Aiming to help drive standards & interoperability in video workflows, Adobe has announced CinemaDNG, a cousin of the DNG (Digital Negative) standard for raw image capture. According to the press release,
Adobe is working with a broad coalition of leading camera manufacturers
including RED, Panavision, Dalsa, Weisscam, and ARRI along with software vendors including Iridas and The
Foundry to define the requirements for an open, publicly documented CinemaDNG file format that will lend
predictability and consistency to digital production workflows.
As with the established still-image form of DNG, Cinema DNG helps minimize the risk that
proprietary or camera-specific file formats will be unsupported in the future, because CinemaDNG will provide an
open, durable, standard format.
CNET covers the news while noting some of Adobe’s other video-related announcements this week, including a demo of automatic text-to-metadata speech transcription & support for Sony’s XDCAM EX tapeless video format in CS3 tools.
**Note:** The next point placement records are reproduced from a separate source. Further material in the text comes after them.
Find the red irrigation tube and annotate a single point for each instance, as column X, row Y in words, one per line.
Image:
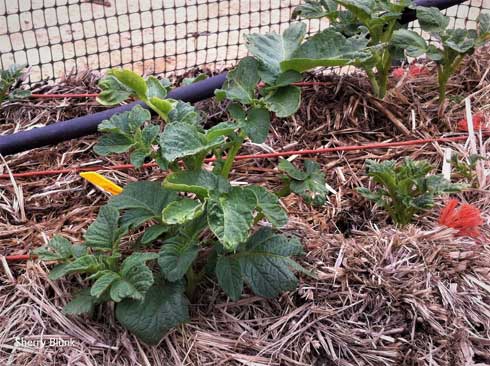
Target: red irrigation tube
column 69, row 95
column 19, row 258
column 25, row 257
column 380, row 145
column 95, row 95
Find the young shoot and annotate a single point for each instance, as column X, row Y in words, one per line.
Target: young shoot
column 360, row 34
column 9, row 82
column 450, row 45
column 405, row 189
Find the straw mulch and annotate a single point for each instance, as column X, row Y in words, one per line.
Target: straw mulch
column 382, row 296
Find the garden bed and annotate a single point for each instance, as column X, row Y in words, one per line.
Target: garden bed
column 382, row 296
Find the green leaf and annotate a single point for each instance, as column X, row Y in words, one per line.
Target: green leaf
column 137, row 117
column 406, row 188
column 181, row 140
column 103, row 283
column 118, row 123
column 82, row 303
column 113, row 92
column 176, row 256
column 182, row 211
column 185, row 113
column 284, row 101
column 264, row 265
column 153, row 233
column 132, row 81
column 104, row 233
column 241, row 82
column 137, row 158
column 484, row 24
column 200, row 182
column 162, row 106
column 434, row 53
column 230, row 216
column 460, row 40
column 83, row 264
column 256, row 125
column 155, row 88
column 221, row 129
column 413, row 43
column 309, row 184
column 143, row 201
column 268, row 204
column 327, row 48
column 287, row 167
column 136, row 278
column 431, row 19
column 284, row 79
column 229, row 275
column 137, row 258
column 271, row 49
column 163, row 308
column 123, row 133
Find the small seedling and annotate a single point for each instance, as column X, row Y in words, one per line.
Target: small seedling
column 405, row 189
column 360, row 34
column 309, row 184
column 466, row 168
column 450, row 47
column 9, row 80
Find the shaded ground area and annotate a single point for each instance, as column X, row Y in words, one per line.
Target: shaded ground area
column 383, row 296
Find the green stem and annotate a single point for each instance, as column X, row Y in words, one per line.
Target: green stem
column 442, row 76
column 383, row 74
column 374, row 82
column 235, row 147
column 284, row 191
column 193, row 280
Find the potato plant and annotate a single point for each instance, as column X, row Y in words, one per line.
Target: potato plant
column 199, row 222
column 450, row 45
column 405, row 189
column 360, row 34
column 9, row 80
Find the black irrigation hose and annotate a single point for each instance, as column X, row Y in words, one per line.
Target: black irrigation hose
column 409, row 15
column 86, row 125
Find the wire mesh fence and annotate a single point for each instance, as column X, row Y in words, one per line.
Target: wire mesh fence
column 149, row 36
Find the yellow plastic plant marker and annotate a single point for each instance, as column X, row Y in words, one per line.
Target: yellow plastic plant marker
column 101, row 182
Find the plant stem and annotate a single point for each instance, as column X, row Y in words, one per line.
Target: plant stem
column 383, row 74
column 442, row 76
column 284, row 191
column 374, row 82
column 193, row 280
column 235, row 147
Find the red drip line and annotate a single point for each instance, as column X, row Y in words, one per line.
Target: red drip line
column 381, row 145
column 52, row 96
column 95, row 95
column 13, row 258
column 19, row 258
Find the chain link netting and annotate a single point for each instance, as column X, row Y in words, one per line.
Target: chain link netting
column 56, row 37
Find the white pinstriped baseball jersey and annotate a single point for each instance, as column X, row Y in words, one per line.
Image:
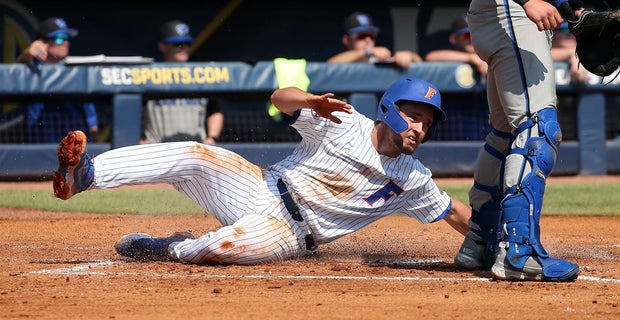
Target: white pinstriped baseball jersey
column 336, row 176
column 342, row 183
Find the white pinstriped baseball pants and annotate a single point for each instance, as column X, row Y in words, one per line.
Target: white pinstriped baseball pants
column 257, row 228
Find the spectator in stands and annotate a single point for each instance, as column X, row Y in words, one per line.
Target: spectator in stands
column 462, row 49
column 180, row 119
column 563, row 50
column 359, row 38
column 50, row 121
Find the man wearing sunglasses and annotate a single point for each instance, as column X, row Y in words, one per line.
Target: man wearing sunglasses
column 51, row 45
column 461, row 49
column 42, row 118
column 359, row 39
column 180, row 119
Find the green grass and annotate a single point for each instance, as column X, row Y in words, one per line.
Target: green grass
column 142, row 201
column 561, row 199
I take moment om this and ask my self
does really this will be helpful for adobe?
[CinemaDNG? Well, it should help Adobe and all vendors (and therefore customers) by facilitating interoperability. Looking just at “regular” DNG, it has helped Adobe by making older versions of Camera Raw compatible with new cameras, without us having to revise those versions of Camera Raw. (Because they support DNG, as long as you convert your raw files to DNG you’re good to go. Other raw vendors have capitalized on our work to turn proprietary raw formats into DNG, and even Apple has belatedly realized that supporting DNG lets them support a broader range of cameras (by leveraging the work Adobe has done). –J.]
okey i know many people using Sony’s XDCAM EX format but
why sony not developing thire format why always adobe must doing that!
2 days ago I started tracking CinemaDNG at the following page, as part of my comprehensive coverage of DNG:
http://www.barrypearson.co.uk/articles/dng/cinemadng.htm
I doubt if I will attempt to provide much technical information about CinemaDNG, because it isn’t something I am likely to use.
[Good to know, Barry; thanks. –J.]
Sounds like a good idea, and I hope it can even go beyond a bit into Stu Maschwitz idea of a Universal Color Metadata format:
http://aeportal.blogspot.com/2007/09/universal-color-metadata-format.html
okey i know many people using Sony’s XDCAM EX format but
why sony not developing thire format why always adobe must doing that!
forewer adobe !
Links of interest:
On the convergence of video and photo:
http://www.luminous-landscape.com/essays/red-raw.shtml
An affordable RAW video camera
http://www.red.com/nab/scarlet
[Thanks for the links, Pedro. –J.]
i cant undestand you soo match
speseficly this
As with the established still-image form of DNG, Cinema DNG helps minimize the risk that proprietary or camera-specific file formats will be unsupported in the future, because CinemaDNG will provide an open, durable, standard format.